William Corbin spent much of his enlistment in the 69th Indiana Infantry slogging through the swamps and backwaters of the deep south, doing the dirty work of suppressing the rebellion, never seeing the full fruits of his labors because he was killed in action at the Battle of Port Gibson in May 1863. In a dozen letters to his parents, Corbin described his experiences from the time the regiment was raised at Camp Wayne, Richmond, Ind., in August 1862, through his death at the Battle of Port Gibson in May 1863.

Corbin was a typical soldier from a typical small Midwestern town; his writing is rough around the edges, but descriptive, intelligent, and quite effective at getting across. From his first week in camp, he seems to have taken to military life.  “We are getting along fine,” he wrote from Camp Wayne, “all seem to be Sattisfied. I am perfectly well satisfied. Soldiers are all alike, every one seems to be the others friend. We have plenty to eat and Drink.” Even at this early date, the war seemed close at hand: “We have 3 Rebels in the Guard House, one Declares Himself to be Jeff Davis’s spy. Their Trial comes off to Day, and what will be dun with them I cant tell. I would Hang them if I had the sentenace to pass on them…” 

Once the regiment headed into the lower Mississippi Valley, Corbin encountered a world unknown to him in Indiana. In March, he wrote: “I see a great many contrabands down Here. We have some very hard Boys along with us and the way they will talk is not very slow to the Negroes of this place and some of the Dirtiest looking Humans I ever saw is Here, But I will see something worse than this Before I get Back again…” From early in the year 1863, the regiment was involved in a steady round of hard labor and service under fire. Halting at a huge Louisiana sugar plantation on April 13, Corbin described one of the many small skirmishes: “Here we will have to Fight some before we go much Further. The Rebs were in force on this Plantation when we were on to them, we drove them Back, Killed one of them and How many was wounded I can’t tell. We had 2 Howitzers in Position, They (Rebs) Tried to shell us back from this place, but could not do it, we was to Spunky for them. A shells truck one of our guns was disabled when we took New Carthage we took $2,000 worth of Tobacco and a Quantity of Shugar… [The man whose Plantation we are on] is a Rebbel and has 4 sons in the Rebbel army. They are in sight of our Picketts and when we fight and they fight us were we are, they have to fire at their own House, which is a fine one…”

At Perkins Plantation, two weeks later, he was more interested in the flowers than fighting: “Thare must have been the Nicest Guarden on this place that ever was. Oh the nicest Flowers I ever seen. They smell so good. The nicest shade trees, but the House was Burnt By the Owner Himself so He cant Blame me for it. We capture some Rebbels some times, got several in a House for safe keeping…”

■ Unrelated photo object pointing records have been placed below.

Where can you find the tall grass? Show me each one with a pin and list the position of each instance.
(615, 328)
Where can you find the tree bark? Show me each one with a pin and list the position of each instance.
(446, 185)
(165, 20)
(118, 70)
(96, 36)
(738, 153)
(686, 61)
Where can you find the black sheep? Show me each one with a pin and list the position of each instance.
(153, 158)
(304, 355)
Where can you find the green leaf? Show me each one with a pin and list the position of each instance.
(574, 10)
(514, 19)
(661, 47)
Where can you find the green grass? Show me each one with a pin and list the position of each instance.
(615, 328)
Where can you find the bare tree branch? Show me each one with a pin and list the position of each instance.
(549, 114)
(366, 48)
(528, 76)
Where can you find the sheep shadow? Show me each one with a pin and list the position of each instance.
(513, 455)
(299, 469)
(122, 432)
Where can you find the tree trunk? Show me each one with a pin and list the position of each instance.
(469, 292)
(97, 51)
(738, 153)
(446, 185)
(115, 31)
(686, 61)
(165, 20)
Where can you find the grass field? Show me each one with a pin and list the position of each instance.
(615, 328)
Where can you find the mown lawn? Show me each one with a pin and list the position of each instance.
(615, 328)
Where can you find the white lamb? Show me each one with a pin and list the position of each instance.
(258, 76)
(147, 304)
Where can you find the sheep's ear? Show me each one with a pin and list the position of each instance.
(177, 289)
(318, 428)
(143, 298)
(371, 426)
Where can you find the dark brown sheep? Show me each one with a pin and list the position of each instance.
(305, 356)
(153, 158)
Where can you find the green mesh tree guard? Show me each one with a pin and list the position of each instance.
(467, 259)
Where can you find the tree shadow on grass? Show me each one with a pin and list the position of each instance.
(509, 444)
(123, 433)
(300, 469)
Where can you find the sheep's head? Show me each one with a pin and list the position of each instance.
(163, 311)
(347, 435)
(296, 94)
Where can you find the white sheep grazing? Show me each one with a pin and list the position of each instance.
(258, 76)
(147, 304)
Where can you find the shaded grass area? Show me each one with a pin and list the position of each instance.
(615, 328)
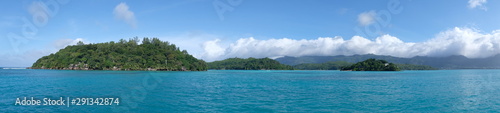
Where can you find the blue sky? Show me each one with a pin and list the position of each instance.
(217, 29)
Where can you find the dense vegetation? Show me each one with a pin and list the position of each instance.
(248, 64)
(372, 65)
(322, 66)
(449, 62)
(152, 54)
(337, 65)
(414, 67)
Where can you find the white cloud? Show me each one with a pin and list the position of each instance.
(367, 18)
(477, 3)
(212, 50)
(123, 13)
(458, 41)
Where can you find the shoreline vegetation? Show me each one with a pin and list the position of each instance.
(153, 54)
(371, 65)
(248, 64)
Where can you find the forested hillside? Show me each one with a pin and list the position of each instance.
(450, 62)
(151, 54)
(372, 65)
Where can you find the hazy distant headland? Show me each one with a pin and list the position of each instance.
(450, 62)
(153, 54)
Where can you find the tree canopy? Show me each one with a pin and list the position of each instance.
(372, 65)
(248, 64)
(152, 54)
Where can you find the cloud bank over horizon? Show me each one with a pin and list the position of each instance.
(468, 42)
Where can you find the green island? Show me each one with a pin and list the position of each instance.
(337, 65)
(152, 54)
(248, 64)
(371, 65)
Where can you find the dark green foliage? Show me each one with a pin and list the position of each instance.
(372, 65)
(323, 66)
(414, 67)
(449, 62)
(152, 54)
(248, 64)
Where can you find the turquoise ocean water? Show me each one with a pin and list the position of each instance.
(256, 91)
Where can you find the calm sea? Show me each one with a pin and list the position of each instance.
(255, 91)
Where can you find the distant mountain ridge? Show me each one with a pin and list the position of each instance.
(450, 62)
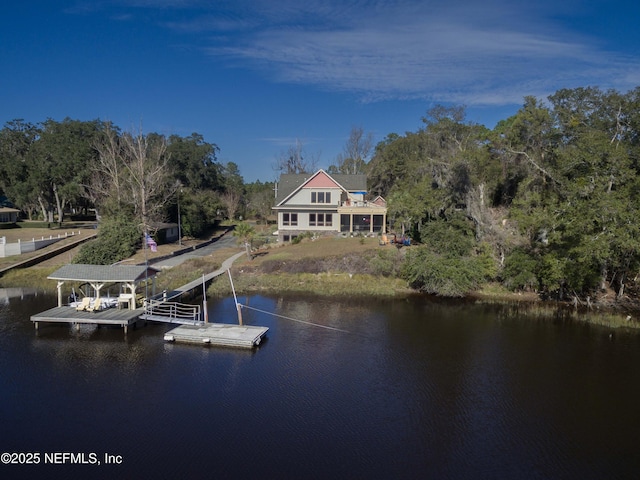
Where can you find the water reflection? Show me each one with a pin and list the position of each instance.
(405, 389)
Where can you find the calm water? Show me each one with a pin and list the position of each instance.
(415, 389)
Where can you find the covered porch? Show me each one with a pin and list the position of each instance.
(365, 219)
(127, 277)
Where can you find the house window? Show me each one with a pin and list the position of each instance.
(290, 219)
(320, 219)
(320, 197)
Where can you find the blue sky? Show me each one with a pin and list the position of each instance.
(254, 76)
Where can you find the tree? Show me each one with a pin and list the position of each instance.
(356, 153)
(194, 162)
(16, 140)
(245, 234)
(260, 199)
(148, 179)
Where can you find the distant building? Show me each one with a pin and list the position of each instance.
(326, 204)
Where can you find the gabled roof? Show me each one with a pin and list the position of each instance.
(8, 210)
(290, 183)
(104, 273)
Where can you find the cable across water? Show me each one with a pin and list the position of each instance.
(295, 319)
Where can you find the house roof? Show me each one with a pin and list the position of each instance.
(104, 273)
(289, 182)
(8, 210)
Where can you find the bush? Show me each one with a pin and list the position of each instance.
(519, 271)
(118, 238)
(386, 262)
(451, 238)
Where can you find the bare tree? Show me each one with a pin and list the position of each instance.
(106, 183)
(148, 181)
(357, 151)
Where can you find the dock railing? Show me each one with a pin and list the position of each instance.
(174, 312)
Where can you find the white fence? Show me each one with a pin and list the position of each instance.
(9, 249)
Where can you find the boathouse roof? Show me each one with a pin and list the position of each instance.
(104, 273)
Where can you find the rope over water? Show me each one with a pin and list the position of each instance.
(295, 319)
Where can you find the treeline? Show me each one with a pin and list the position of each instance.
(55, 168)
(546, 201)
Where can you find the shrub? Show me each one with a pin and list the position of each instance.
(118, 239)
(519, 271)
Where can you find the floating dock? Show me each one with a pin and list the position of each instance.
(223, 334)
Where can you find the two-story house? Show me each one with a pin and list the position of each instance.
(326, 204)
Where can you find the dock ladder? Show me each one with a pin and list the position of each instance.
(172, 312)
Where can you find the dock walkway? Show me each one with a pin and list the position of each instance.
(129, 317)
(110, 316)
(178, 292)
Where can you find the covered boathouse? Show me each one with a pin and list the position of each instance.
(124, 312)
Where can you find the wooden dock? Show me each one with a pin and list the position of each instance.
(223, 334)
(110, 316)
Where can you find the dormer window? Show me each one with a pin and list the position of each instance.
(320, 197)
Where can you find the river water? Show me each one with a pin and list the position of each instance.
(404, 389)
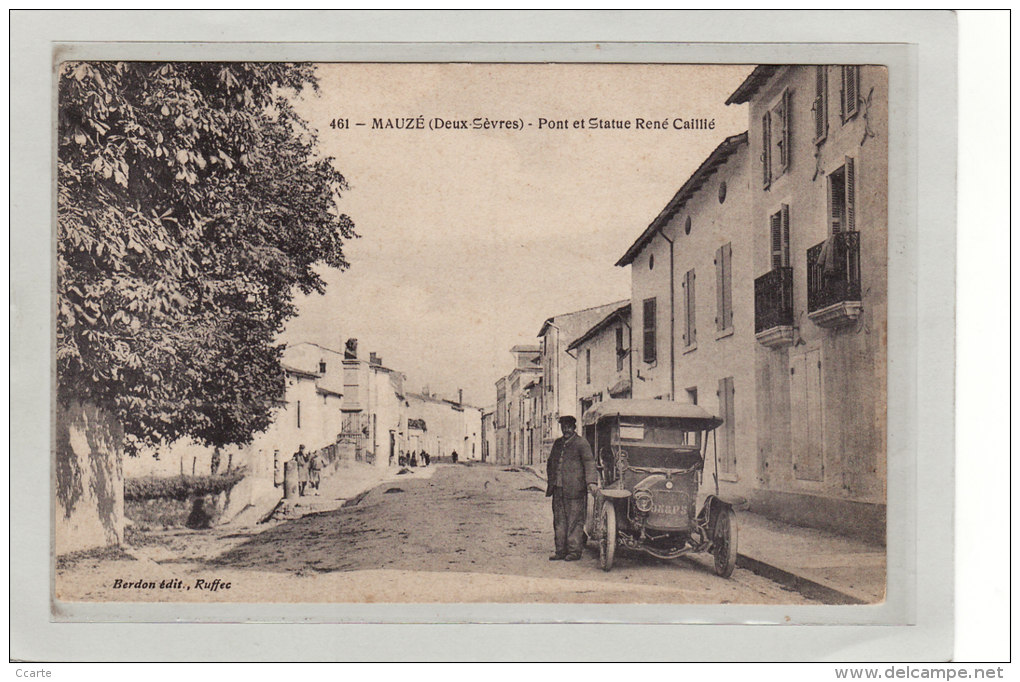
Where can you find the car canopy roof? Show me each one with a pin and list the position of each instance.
(649, 408)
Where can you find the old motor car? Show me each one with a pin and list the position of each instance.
(651, 460)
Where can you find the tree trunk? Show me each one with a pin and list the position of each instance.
(90, 486)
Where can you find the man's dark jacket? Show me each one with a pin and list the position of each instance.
(571, 458)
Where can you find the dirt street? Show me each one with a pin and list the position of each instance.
(466, 533)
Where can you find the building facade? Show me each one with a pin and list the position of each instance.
(818, 144)
(603, 360)
(693, 289)
(374, 425)
(514, 401)
(559, 368)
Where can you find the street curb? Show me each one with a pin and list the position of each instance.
(818, 588)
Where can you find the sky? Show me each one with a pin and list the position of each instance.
(470, 239)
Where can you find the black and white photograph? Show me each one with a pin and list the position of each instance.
(470, 332)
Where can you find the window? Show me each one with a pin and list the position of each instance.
(779, 233)
(619, 349)
(724, 286)
(840, 198)
(649, 322)
(727, 433)
(850, 92)
(776, 140)
(820, 106)
(780, 119)
(691, 330)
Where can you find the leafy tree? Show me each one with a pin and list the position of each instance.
(192, 206)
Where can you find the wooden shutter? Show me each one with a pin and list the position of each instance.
(689, 284)
(775, 228)
(727, 285)
(619, 349)
(649, 324)
(819, 107)
(727, 454)
(720, 306)
(850, 92)
(835, 199)
(784, 212)
(787, 114)
(849, 193)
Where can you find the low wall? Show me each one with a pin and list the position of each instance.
(89, 502)
(863, 521)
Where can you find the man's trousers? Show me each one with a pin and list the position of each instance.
(568, 522)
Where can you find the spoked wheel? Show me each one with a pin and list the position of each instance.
(607, 538)
(724, 542)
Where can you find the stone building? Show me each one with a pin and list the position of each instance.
(819, 174)
(559, 368)
(693, 289)
(514, 408)
(603, 360)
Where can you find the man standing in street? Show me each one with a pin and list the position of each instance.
(571, 476)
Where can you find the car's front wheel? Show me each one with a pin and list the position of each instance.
(724, 542)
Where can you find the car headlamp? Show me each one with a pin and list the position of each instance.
(643, 501)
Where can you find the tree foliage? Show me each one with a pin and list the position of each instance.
(192, 206)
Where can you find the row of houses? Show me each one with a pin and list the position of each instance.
(759, 292)
(359, 408)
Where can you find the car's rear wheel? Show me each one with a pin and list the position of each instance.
(607, 539)
(724, 542)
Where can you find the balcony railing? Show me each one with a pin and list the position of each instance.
(774, 299)
(834, 273)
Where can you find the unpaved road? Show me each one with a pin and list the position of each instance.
(468, 533)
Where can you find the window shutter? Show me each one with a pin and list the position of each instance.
(787, 114)
(835, 204)
(819, 105)
(720, 279)
(785, 234)
(692, 328)
(776, 230)
(852, 90)
(727, 285)
(849, 179)
(649, 323)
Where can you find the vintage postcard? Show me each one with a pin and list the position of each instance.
(608, 349)
(471, 332)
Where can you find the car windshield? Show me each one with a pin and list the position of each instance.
(668, 443)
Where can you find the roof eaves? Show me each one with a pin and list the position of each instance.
(752, 84)
(600, 325)
(718, 156)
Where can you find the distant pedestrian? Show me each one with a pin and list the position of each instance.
(301, 459)
(314, 471)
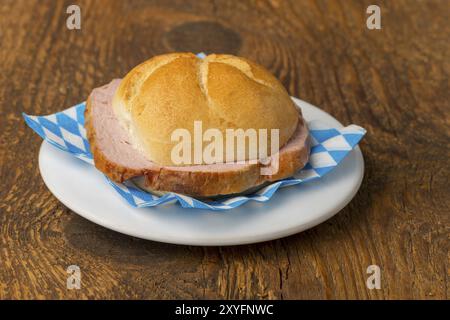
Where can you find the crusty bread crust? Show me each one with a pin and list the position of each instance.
(173, 91)
(198, 183)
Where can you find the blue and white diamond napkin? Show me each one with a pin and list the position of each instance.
(65, 130)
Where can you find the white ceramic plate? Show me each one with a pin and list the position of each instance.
(85, 190)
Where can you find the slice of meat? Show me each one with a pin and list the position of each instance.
(115, 156)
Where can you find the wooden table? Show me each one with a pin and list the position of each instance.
(393, 81)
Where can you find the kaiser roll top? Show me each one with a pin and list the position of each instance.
(172, 91)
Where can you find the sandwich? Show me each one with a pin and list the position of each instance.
(208, 127)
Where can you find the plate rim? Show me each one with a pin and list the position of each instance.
(248, 239)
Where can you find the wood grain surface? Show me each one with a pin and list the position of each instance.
(393, 81)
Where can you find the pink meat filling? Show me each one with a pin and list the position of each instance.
(115, 144)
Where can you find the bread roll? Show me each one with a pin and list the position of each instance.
(171, 91)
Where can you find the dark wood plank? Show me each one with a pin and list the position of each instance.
(394, 82)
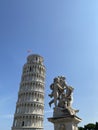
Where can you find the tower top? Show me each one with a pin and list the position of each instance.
(35, 58)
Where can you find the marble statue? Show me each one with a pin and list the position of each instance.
(62, 95)
(64, 116)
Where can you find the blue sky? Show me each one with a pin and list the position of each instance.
(65, 33)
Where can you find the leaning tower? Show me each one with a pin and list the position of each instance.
(30, 104)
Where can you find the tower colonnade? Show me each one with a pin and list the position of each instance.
(29, 114)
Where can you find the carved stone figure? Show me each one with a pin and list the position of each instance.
(61, 95)
(57, 87)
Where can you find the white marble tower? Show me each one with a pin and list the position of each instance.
(29, 114)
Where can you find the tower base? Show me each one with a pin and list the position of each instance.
(65, 123)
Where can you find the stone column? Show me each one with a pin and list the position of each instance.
(31, 89)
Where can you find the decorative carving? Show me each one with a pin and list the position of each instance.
(61, 96)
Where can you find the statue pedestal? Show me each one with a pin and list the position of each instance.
(64, 119)
(65, 123)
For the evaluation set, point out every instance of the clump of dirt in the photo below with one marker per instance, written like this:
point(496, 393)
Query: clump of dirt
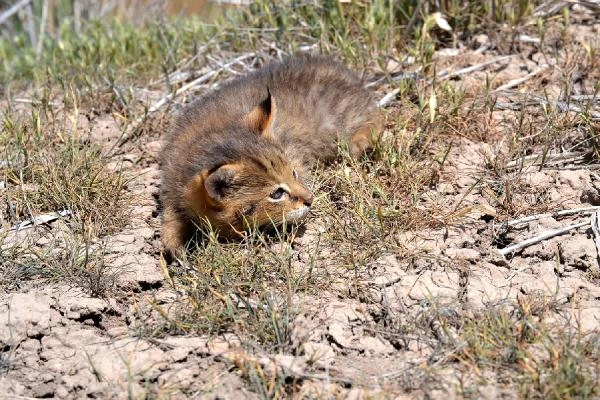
point(396, 321)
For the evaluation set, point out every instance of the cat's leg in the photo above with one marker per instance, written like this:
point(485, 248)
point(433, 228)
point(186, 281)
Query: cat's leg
point(175, 231)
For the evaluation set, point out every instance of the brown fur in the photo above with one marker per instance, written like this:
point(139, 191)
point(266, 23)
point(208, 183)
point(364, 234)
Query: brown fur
point(231, 150)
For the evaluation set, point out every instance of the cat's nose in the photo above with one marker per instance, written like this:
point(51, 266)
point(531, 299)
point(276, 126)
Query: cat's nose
point(308, 200)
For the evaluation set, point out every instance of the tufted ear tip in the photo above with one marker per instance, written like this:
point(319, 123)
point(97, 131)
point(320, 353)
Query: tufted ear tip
point(261, 117)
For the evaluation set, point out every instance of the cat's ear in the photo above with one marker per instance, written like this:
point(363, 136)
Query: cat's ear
point(220, 182)
point(261, 118)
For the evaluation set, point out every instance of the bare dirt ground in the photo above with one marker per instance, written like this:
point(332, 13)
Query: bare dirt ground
point(57, 341)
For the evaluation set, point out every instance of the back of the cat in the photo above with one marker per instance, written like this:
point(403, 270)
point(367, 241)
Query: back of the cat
point(316, 100)
point(235, 157)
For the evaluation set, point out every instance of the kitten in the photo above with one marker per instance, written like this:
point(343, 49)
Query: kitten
point(234, 158)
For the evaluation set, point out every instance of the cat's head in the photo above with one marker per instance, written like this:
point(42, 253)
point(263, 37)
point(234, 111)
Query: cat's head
point(257, 186)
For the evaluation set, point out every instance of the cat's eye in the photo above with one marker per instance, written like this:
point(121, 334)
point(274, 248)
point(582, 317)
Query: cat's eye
point(278, 194)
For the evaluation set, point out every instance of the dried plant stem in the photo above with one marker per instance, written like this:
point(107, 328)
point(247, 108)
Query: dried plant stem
point(582, 210)
point(541, 237)
point(596, 230)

Corbin’s letters describe the usual round of illness characteristic of the Vicksburg Campaign, and offer telling little details, like two men who had recently awakened to find three foot long snakes in bed with them. But unlike so many of his comrades, neither disease nor wild animals took their toll on the young man. The final letter in the collection was written by James Elliott (otherwise unidentified), who informed “Brother Corbin” that “John Turner’s son that was wounded at Port Gibson he is getting some better, but William Matney & William C. Corbin died of their wound a few days after the battle. Our last night’s news confirms the capture of Vicksburg…”

Beyond the letters, the collection includes four photographs, including a widely popular carte de visite of the Lincoln family, and three tintypes: a ninth-plate set into the bottom half of a thermoplastic case and a carte de visite-sized image set in paper frame, both apparently of Corbin; and a carte-sized image of a young woman. Also an early facsimile reprint of the famed Vicksburg wallpaper newspaper, separated along many folds.

Apart from the poor condition of the facsimile newspaper, the items in the collection are generally in good condition with average wear and tear for Civil War correspondence.